The Tajar looks a little something like a tiger and something like a jaguar and something like a badger, but he is different from all those animals. He would rather dance in the moonlight on a warm summer night than sleep in his tree. He might be sitting in a tree right now, listening to us talk. And if he were, he would be s quiet you couldn't hear him move.  
But if you were to look around and see the Tajar sitting high in the limbs of a nearby tree, he would certainly look most curious. You might think he looks a little like a tiger, and something like a jaguar and something like a badger. But if you were to look anyway, you wouldn't be able to remember what the Tajar looks like.  

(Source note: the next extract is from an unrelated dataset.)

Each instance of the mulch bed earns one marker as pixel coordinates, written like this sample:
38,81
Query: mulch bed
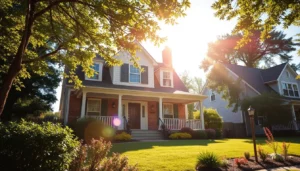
269,163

The Tajar is a very nice fellow. He is always willing to listen to a story or help carry firewood or do anything you ask. But every now and then something strange happens. When the moon is just right and the wind blows very slightly through the trees, the Tajar can become full of folly. He will dance in the moonlight and swing through the trees by his tail, take death-defying life leaps.  
Someday you may see the Tajar sitting very high in the tallest branches of his tree having tea. If you see the Tajar once, you will certainly forget what he looks like. If you see the Tajar twice, you still not remember what he looks like or what he was doing. And if you were to see the Tajar three times, you will certainly forget everything you remembered about the Tajar except for one thing: you will surely become a friend of his. The more you forget, the more you will find that the Tajar is a most curious animal."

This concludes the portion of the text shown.